The Colour of Law is a more personal story. A hotshot corporate lawyer makes an election speech which a judge takes seriously enough to appoint him as the defending lawyer for a black prostitute accused of murdering the son of a Presidential candidate. Does he manage to wiggle out of it, or does he lose everything? No spoilers here; the back cover warns you he loses his wife, his house, his cars, his fat salary...

Honestly, I preferred The Colour of Law. It's more optimistic. The Appeal is relentless in showing you how easily the justice process can be subverted with enough money. And there lies the loss of appeal. Grisham wants to tell you something. Gimenez wants to show you something. Betrayal vs. redemption. Which is likely to be the more attractive story?

Gimenez really does write like the early Grisham: fast-paced, witty and pithy. I cringed at some of the descriptions (do people really think like that?) but they remain at all times in character. There is some lyrical writing there, and strong characters, like Boo. (Oh, yes, this is Gimenez' tribute to To Kill a Mockingbird).
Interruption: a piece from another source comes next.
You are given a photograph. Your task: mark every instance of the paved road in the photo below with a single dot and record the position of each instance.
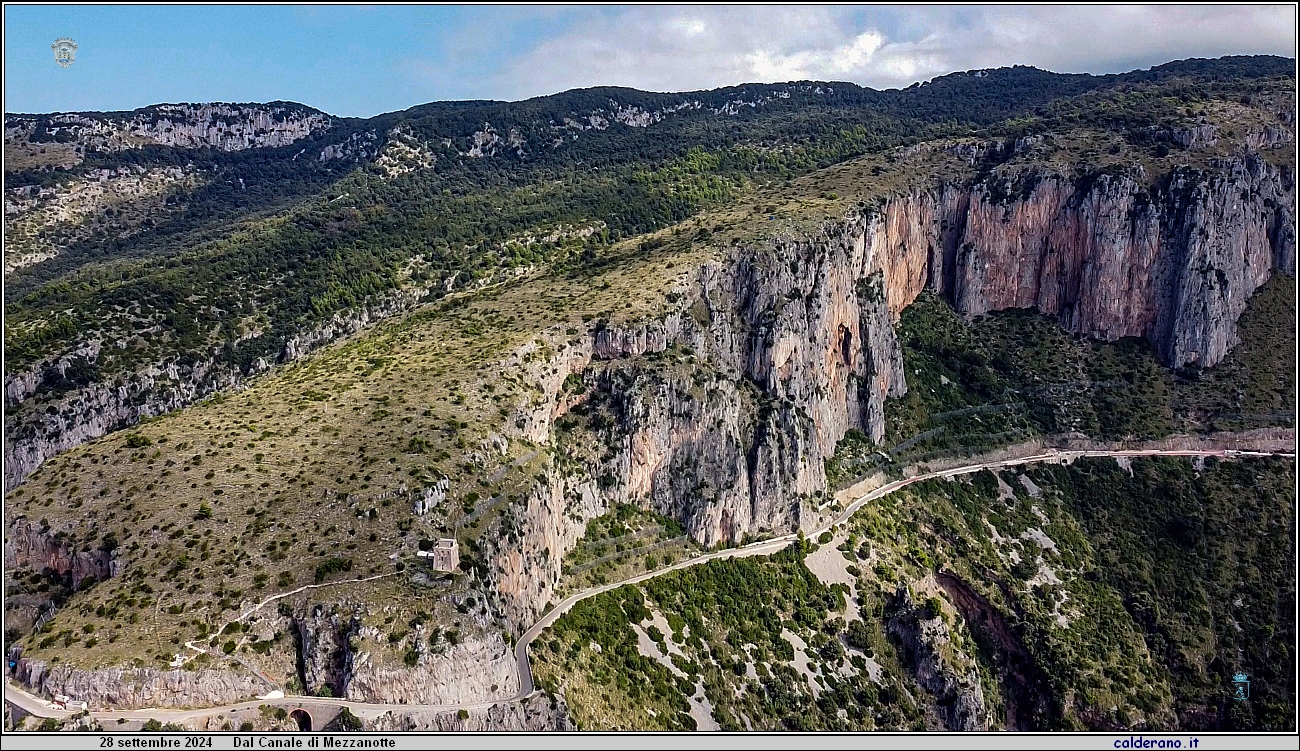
(38, 707)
People in the USA should read The Appeal and do something to improve the situation. People everywhere can have a great time with The Colour of Law. I'm going down to look for more books by M Gimenez.


The Appeal:
The clerk tapped lightly on the judge's door, then took a step inside and proudly announced, 'We have a verdict,' as if she had personally labored through the negotiations and now was pesenting the result as a gift.
The judge closed his eyes and let loose a deep, satisfying [sic] sigh. He smiled a happy, nervous smile of enormous relief, almost disbelief, and finally said, 'Round up the lawyers.'

The Colour of Law:
Run-down strip centers offered pawn shops and liquor stores. Ramshackle frame houses slanted at twenty-degree angles, their paint peeling like skin from a badly sunburned body. Sofas sat on droopy porches, old cars were jacked up on cement blocks in the yards, garbage was backed up at the streets, and black burglar bars guarded every door and window of every house and storefront as if each structure were its owner's personal prison.